Chinese government deletes poet's account over satirical poem ahead of Communist Party congress
Poet Hu Minzhi has reportedly been banned from both social media platforms- Weibo and Douyin -after she claimed that, in early September, she had been 'asked to drink tea,' which is code for being brought in to speak to state security officers
New Delhi: A well-known poet in China has been barred from social media after publishing a poem that many people took to be a comment on the upcoming 20th National Congress of the ruling Chinese Communist Party (CCP), at which Chinese President and CCP leader Xi Jinping will run for an unprecedented third term in office.
The Weibo account of Sichuan-based poet Hu Minzhi flashed a brief message reading- “this account does not exist,” before disappearing on Thursday 29 September, reported Radio Free Asia.
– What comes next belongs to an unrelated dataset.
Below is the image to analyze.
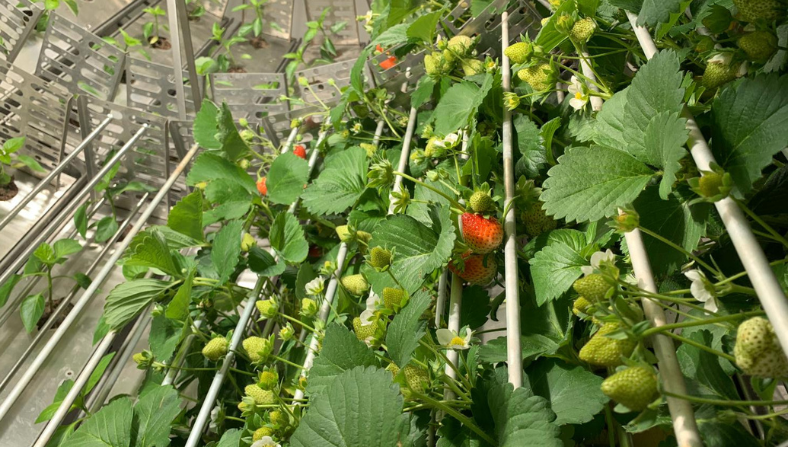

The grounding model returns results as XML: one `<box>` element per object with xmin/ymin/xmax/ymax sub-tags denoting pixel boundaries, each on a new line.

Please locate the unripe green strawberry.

Poet Hu has reportedly been banned from both social media platforms- Weibo and Douyin -after she claimed that, in early September, she had been “asked to drink tea,” which is code for being brought in to speak to state security officers.
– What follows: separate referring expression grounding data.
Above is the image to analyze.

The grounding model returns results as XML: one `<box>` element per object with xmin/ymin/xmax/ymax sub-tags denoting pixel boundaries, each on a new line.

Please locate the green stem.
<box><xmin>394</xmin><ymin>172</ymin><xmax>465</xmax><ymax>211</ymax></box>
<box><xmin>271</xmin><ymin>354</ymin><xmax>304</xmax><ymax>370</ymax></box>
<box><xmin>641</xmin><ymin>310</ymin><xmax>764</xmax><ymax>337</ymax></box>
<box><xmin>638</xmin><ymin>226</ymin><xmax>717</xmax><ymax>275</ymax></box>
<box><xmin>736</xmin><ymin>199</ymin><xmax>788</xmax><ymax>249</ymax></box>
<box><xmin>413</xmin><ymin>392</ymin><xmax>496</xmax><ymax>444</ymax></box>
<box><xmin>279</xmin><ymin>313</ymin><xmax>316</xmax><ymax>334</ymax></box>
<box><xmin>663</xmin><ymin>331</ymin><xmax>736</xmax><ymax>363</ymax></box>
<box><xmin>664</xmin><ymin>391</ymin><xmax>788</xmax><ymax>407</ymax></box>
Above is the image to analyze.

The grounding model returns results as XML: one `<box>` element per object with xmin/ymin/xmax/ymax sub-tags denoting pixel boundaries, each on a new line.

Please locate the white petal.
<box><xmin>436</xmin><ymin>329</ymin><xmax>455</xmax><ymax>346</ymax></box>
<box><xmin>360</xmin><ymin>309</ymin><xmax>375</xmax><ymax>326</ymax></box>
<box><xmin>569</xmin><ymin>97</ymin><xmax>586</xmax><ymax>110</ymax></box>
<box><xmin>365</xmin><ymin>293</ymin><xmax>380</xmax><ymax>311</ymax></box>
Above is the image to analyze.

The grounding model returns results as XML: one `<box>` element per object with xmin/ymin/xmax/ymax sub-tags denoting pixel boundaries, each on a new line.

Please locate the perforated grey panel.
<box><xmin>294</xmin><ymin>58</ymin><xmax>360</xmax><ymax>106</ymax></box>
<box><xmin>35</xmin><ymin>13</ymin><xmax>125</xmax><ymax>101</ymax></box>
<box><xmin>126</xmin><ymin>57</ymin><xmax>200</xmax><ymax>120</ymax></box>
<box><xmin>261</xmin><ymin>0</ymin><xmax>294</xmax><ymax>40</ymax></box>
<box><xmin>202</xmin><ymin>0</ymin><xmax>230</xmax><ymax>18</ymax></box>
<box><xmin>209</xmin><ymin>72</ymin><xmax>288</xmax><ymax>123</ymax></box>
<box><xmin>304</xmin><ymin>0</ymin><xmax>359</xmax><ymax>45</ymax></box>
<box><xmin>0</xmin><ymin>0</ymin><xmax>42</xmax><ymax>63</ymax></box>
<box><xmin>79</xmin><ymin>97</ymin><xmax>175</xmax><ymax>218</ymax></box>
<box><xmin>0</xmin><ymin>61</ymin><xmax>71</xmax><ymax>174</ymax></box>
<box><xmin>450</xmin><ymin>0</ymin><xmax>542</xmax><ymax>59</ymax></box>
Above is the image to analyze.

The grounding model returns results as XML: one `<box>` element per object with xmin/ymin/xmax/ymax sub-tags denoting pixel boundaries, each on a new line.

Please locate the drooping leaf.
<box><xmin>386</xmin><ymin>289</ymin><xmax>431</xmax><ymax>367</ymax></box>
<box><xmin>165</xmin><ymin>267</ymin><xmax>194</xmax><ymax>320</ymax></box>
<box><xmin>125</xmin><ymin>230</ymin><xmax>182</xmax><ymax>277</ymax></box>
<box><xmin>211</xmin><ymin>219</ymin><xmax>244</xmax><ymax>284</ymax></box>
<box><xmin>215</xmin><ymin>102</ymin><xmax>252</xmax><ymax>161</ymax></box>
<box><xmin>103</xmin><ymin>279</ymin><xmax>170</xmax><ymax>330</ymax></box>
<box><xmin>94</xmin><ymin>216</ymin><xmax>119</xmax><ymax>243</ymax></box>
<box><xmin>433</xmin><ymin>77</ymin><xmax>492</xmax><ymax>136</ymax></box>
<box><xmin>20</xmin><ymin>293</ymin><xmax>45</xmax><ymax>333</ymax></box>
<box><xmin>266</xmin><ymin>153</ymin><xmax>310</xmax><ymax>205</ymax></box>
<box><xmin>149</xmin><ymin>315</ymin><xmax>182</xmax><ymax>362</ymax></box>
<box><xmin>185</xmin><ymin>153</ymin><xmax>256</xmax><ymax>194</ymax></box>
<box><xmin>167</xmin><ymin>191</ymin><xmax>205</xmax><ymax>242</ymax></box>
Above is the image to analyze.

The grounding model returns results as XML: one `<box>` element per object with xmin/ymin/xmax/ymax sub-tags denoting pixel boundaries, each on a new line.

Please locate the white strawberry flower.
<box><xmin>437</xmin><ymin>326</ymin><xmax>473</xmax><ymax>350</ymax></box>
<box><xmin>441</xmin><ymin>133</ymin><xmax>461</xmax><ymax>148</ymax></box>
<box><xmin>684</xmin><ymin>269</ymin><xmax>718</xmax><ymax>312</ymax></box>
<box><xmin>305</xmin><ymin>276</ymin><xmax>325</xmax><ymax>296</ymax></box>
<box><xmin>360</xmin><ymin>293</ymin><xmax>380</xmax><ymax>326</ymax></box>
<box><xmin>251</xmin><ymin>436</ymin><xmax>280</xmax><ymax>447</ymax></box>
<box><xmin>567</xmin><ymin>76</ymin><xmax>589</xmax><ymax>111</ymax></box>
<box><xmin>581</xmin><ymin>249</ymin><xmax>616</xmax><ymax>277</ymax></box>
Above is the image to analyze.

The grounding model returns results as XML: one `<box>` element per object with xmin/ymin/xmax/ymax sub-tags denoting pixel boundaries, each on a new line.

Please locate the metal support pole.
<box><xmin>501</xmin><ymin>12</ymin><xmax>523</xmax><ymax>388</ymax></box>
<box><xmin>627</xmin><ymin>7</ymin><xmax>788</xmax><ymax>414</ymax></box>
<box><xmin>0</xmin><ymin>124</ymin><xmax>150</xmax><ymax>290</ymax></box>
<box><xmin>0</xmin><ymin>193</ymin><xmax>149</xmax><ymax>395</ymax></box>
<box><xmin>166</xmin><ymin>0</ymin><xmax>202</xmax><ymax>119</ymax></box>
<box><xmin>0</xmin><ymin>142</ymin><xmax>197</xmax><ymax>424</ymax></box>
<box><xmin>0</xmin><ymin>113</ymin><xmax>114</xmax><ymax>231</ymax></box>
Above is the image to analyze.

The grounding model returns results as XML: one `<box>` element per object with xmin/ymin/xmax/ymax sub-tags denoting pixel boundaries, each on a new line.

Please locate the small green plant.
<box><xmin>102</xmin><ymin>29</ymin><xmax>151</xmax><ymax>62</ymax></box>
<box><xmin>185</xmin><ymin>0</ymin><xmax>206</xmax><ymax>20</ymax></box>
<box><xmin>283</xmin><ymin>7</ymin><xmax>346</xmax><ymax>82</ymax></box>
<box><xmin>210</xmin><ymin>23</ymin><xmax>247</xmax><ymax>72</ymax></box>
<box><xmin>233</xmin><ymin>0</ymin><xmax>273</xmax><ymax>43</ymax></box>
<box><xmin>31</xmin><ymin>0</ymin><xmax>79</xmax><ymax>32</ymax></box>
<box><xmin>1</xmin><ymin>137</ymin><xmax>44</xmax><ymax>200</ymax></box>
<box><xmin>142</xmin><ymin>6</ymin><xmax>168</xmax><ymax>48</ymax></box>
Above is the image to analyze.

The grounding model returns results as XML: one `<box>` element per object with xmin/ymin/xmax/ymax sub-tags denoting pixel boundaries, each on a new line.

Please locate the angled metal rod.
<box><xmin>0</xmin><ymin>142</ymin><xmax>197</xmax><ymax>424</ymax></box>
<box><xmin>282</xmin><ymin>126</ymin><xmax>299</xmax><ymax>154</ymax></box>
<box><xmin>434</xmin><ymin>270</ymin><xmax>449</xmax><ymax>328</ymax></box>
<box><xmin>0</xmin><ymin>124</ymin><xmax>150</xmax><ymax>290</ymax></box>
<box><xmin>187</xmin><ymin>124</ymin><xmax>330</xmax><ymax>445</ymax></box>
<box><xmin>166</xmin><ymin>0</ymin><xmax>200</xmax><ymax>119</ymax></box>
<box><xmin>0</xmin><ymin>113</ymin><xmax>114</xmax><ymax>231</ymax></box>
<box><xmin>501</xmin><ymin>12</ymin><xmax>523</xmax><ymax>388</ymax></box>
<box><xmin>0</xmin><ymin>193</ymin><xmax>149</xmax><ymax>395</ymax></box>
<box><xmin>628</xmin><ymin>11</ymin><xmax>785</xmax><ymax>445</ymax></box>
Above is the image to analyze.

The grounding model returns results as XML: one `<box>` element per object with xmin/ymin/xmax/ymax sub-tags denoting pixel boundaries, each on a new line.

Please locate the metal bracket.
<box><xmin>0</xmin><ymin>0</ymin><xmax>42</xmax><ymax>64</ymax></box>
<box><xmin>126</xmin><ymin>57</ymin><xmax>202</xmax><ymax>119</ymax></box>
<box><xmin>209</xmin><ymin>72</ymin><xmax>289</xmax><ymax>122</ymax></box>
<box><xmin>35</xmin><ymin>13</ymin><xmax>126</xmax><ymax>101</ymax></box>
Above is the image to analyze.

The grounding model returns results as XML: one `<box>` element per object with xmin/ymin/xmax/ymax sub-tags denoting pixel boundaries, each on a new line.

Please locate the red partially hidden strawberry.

“She hasn’t been heard from [on social media] for several days now,” said Ye Bing, Voice of America journalist, via Twitter. “The outlook for her situation, for her liberty, seems bleak.”
Hu was barred after publishing a poem titled “Waiting for the Wind,” which seemed to mock the lack of civic engagement surrounding the party congress, one of the most important political gatherings to take place in China since Xi assumed office.
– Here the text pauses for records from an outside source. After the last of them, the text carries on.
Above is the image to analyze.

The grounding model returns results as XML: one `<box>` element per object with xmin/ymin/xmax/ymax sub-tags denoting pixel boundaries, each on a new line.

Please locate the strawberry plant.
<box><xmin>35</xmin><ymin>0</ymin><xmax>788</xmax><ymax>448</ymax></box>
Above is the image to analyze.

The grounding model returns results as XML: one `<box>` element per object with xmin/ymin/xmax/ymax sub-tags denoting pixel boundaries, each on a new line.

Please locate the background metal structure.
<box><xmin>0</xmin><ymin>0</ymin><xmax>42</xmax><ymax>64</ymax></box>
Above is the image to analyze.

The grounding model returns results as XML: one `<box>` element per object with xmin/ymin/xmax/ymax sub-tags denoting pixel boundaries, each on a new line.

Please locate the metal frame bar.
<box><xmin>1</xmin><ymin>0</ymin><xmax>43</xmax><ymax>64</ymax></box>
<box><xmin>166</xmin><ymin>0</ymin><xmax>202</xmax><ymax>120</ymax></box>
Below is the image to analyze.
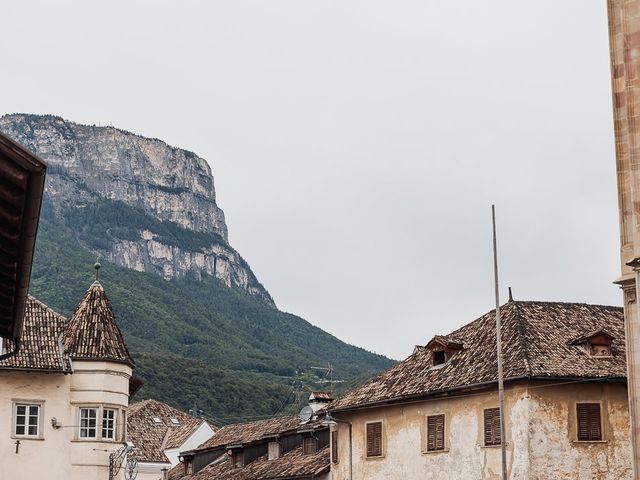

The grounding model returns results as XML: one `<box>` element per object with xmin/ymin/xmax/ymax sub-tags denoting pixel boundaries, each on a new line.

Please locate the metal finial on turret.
<box><xmin>94</xmin><ymin>258</ymin><xmax>101</xmax><ymax>281</ymax></box>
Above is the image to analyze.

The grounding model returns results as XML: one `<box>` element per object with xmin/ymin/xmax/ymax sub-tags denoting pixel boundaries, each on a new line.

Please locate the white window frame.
<box><xmin>102</xmin><ymin>408</ymin><xmax>117</xmax><ymax>440</ymax></box>
<box><xmin>12</xmin><ymin>400</ymin><xmax>44</xmax><ymax>439</ymax></box>
<box><xmin>76</xmin><ymin>405</ymin><xmax>122</xmax><ymax>441</ymax></box>
<box><xmin>79</xmin><ymin>407</ymin><xmax>99</xmax><ymax>439</ymax></box>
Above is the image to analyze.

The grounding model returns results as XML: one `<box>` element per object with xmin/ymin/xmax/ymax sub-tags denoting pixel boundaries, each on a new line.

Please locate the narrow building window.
<box><xmin>483</xmin><ymin>408</ymin><xmax>501</xmax><ymax>446</ymax></box>
<box><xmin>102</xmin><ymin>409</ymin><xmax>117</xmax><ymax>440</ymax></box>
<box><xmin>232</xmin><ymin>450</ymin><xmax>243</xmax><ymax>468</ymax></box>
<box><xmin>577</xmin><ymin>403</ymin><xmax>602</xmax><ymax>441</ymax></box>
<box><xmin>303</xmin><ymin>436</ymin><xmax>317</xmax><ymax>455</ymax></box>
<box><xmin>366</xmin><ymin>421</ymin><xmax>383</xmax><ymax>457</ymax></box>
<box><xmin>15</xmin><ymin>404</ymin><xmax>41</xmax><ymax>437</ymax></box>
<box><xmin>332</xmin><ymin>430</ymin><xmax>339</xmax><ymax>463</ymax></box>
<box><xmin>427</xmin><ymin>414</ymin><xmax>445</xmax><ymax>451</ymax></box>
<box><xmin>80</xmin><ymin>408</ymin><xmax>98</xmax><ymax>439</ymax></box>
<box><xmin>268</xmin><ymin>441</ymin><xmax>280</xmax><ymax>460</ymax></box>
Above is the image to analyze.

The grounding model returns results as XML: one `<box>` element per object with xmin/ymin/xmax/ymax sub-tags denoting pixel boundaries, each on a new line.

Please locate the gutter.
<box><xmin>0</xmin><ymin>338</ymin><xmax>20</xmax><ymax>361</ymax></box>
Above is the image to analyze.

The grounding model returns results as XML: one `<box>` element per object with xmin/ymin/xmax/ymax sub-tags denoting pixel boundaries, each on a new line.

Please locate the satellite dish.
<box><xmin>299</xmin><ymin>406</ymin><xmax>314</xmax><ymax>423</ymax></box>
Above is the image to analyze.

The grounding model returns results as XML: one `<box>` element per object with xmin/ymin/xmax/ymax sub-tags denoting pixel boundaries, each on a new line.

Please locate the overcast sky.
<box><xmin>1</xmin><ymin>1</ymin><xmax>619</xmax><ymax>360</ymax></box>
The poem says “more than a billion people are waiting for the wind…It will come from the direction it comes from.”
It further says “officials are waiting; entrepreneurs; ordinary people too,” “we have no idea if it’ll be an east wind or a west wind, this autumn … a wind that blows forwards, or one that blows backwards.”
The poem was published at a time when many political commentators were raising concerns that Xi was positioned to reverse the economic reforms and political opening that had been started by the late supreme leader Deng Xiaoping in 1979 and return China to a centrally planned economy and political culture, similar to conditions in Mao era.
The poem states “we are just waiting here like puppets … to hear our fate; ours personally, as well as that of the country.”
According to Radio Free Asia, the “apparent silencing comes as Chinese police detained more than a million people in a nationwide security operation ahead of the party congress.”
According to a Shanghai resident, large numbers of petitioners, meaning the ordinary Chinese pursuing complaints against the government, have been sent out of town to stay at resorts, farmhouses or cheap hotels under police escort, reported Radio Free Asia.